Now this list is probably a bit biased towards fathers with wives that
work their asses off keeping the house in some kind of order primarily stay home and take care of the kids. But, I imagine there are at least a few tips just about any man can learn from.
See being a stay at home mom is not as easy as some may make it look. We smile with kids for pictures and plan fun birthday parties. But, honestly our lives would be exponentially easier if you could just be clear on a few points. OK ten. For now. To begin with.
1) Toilet seats should always be returned to their intended position. And that would be DOWN.
2) As long as were on the topic of toilets, it is important to know that these things do not clean themselves. And no, flushing does not qualify as cleaning. If there is still visible evidence that you used it then it is in fact your responsibility to remedy it.
3) Dishes are yet another item unable to clean themselves. And not putting the dirty dishes in the sink or leaving a pot to “soak” overnight does not in fact qualify as having taken care of it.
4) Technically a kitchen is not clean unless the pots pans and dishes are put away, the counters are clean, and all food items are put away in their respective homes.
5) Watching your own children is not babysitting.
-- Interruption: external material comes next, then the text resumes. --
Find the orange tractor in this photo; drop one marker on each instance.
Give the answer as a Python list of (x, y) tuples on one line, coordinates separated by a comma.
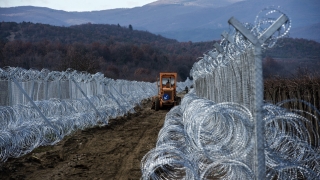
[(167, 94)]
Especially since any babysitter would be fired for watching a football game or tending to emails while in charge of children. Therefore, claiming the title may actually require you to exert yourself more than you already are.
6) Household items such as crockpots or vacuums are not to be referred to as gifts. Ever. Not even if they’re wrapped. With a bow.
7) No woman ever woke up looking forward to making the beds, vacuuming the floors, and serving meals to an audience that redefines indecisive and picky on a daily basis.
8) Taking care of children all day means she is working with a group of people that are actively trying to tune her out, find ways around helping her out, and generally have NO interest in going along with the program. So unless you want to be classified as one of them, look at her and listen to her when she speaks.
9) If you have a commute during which you get to listen to your own radio station, and a lunch break during which you have no one screaming your name or asking for a bite of your food, let alone sitting in your lap, your needs for me time have already been met by the time you hit the front door. Seriously.
10) And last but not least. If you ever find yourself wondering just exactly what she does all day, just try it.
And no I don’t mean let her go shopping on Super Bowl Sunday while you watch the kids.
I mean take a weekday off from your job. Send her away for at least ten hours.
Yes, a whole day! A day when homework needs to be turned in, kids need to be adequately dressed for school and on time. With matching socks. Lunches need to be made. Laundry dishes and general housecleaning need to be done. As much as you can get done as fast as you can get it done.
Then pick said children up promptly after school. Tend to their extra-curricular activities. Limit their television time. Supervise homework.
Oh and prepare a nutritious dinner from scratch. No french fries. With all children present and accounted for.
And then take a moment to reflect.
I could go on. But I think this is a pretty good start.
What do you think did I leave anything out?